What do you think when you experience poor design in your life? Are you likely to adopt a new software application that is poorly designed? When you are handed a business card that was printed at Kinko’s are you impressed? Are you likely to read a piece of collateral material that is poorly designed? If a newly implemented business process has design flaws, will employees follow the process or circumvent it? Is poorly designed consumer packaging likely to attract your attention as you walk down the shopping aisle? When it’s time to purchase your next automobile would you give serious consideration to a poorly designed vehicle? I could go on ad nauseum with similar questions, but my guess is that you get my point…

Now let’s examine the flip-side of the coin by looking at the positives associated with strong design. When you think of Apple you immediate think of a company that has built a strong brand around quality design. It started with the Mac, then came the iPod, next came the iPhone and now we’re experiencing the impact of the iPad. The iPod pioneered innovative design in the mp3 player vertical with great technical design, outstanding functional design, and is in a class by itself with regard to aesthetic design. Largely due to the iPod’s strong integrated design qualities it is the dominant brand in its class, commands a pricing premium, and has developed an extremely loyal and satisfied customer base. 

When you’re evaluating vendors online, and you land on a poorly designed website, how long does it take you to click away from the poorly designed site in search of a better option? You can review virtually any industry, sector, vertical, or micro-vertical and when you examine the dominant brands you’ll find quality design at their core. While there are exceptions to every rule, they are few and far between when it comes to design. If you try hard enough you can find an aberration in just about any rule, but in the case of design it will simply be just that…an aberration.

Also worth noting is that there is certainly a difference between value engineering and arbitrary cost containment.
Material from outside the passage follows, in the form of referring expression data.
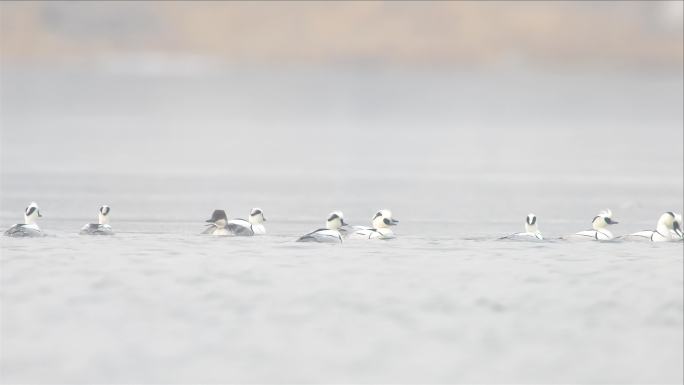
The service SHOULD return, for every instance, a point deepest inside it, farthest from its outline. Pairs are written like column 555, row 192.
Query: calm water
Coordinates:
column 459, row 158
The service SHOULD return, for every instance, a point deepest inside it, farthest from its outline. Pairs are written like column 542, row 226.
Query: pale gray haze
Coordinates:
column 460, row 117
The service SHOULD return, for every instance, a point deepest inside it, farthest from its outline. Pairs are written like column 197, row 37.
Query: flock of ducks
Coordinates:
column 668, row 228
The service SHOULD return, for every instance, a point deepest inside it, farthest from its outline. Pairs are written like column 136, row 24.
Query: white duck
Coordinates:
column 253, row 226
column 599, row 226
column 531, row 230
column 381, row 221
column 29, row 228
column 667, row 229
column 100, row 228
column 331, row 232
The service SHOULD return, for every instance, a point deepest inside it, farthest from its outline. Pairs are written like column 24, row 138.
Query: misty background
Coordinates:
column 440, row 110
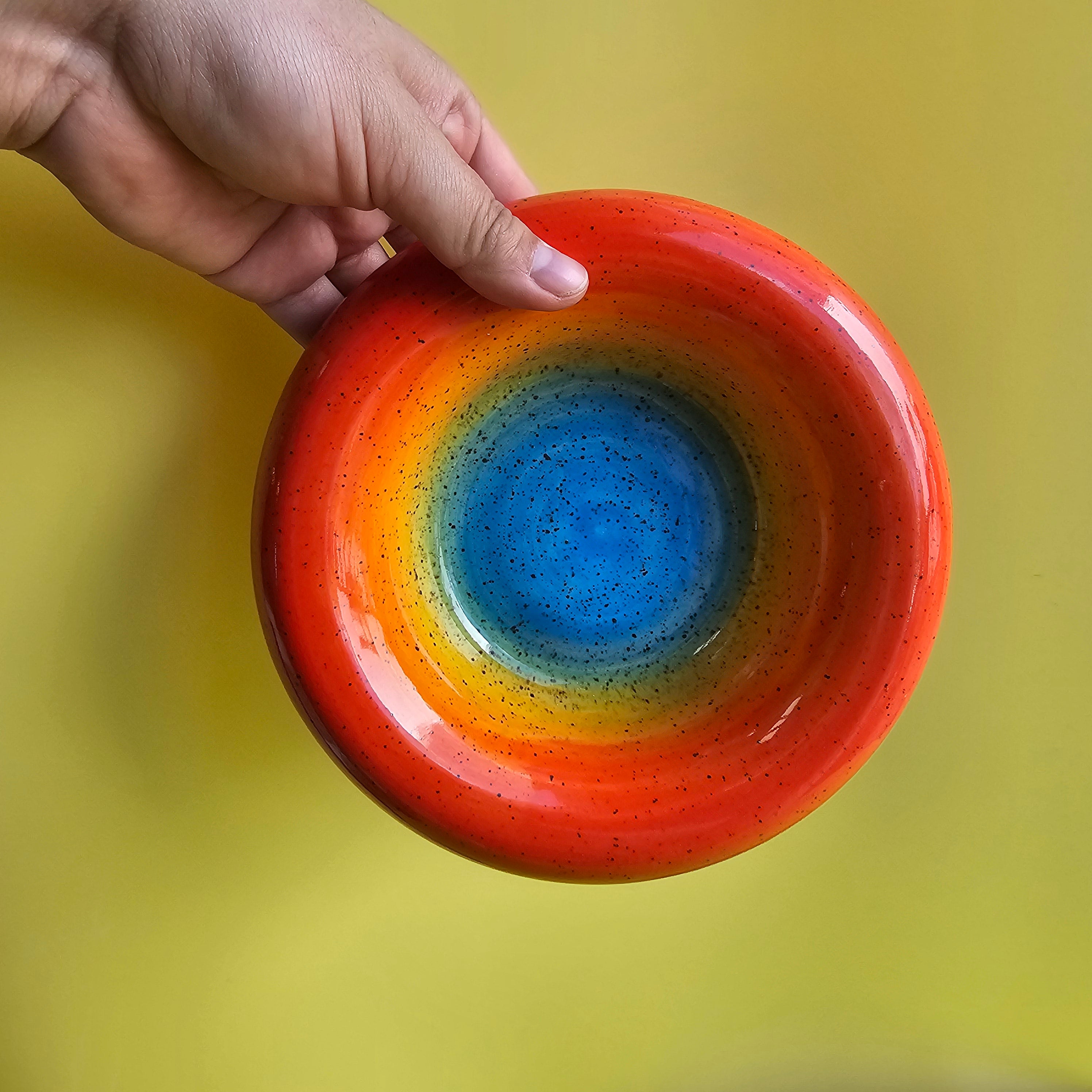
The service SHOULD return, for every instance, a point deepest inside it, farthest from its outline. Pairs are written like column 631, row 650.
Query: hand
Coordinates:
column 270, row 145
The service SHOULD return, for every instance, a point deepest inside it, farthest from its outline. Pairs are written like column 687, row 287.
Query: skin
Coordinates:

The next time you hear someone question an investment into design solely for the purpose of reducing expenditures, I would suggest that you think long and hard before doing so as few things in business produce the return on investment that a reputation for quality design can yield.

If you’re a leader, don’t dismiss design as elemental or insignificant. Design will impact your messaging, positioning, business modeling, team building, resourcing, branding, and virtually every functional aspect of what you do. Make sure that everyone within your organization pays attention to design aspects relevant to their roles and responsibilities – make attention to design part of your culture.

Think about the marketing and advertising campaigns that get your attention, the clothes you wear, the house you live in, the cars you drive, the cell phone you carry, or any number of other decisions you make and you’ll find that design plays a key role in your decisioning…Design Matters!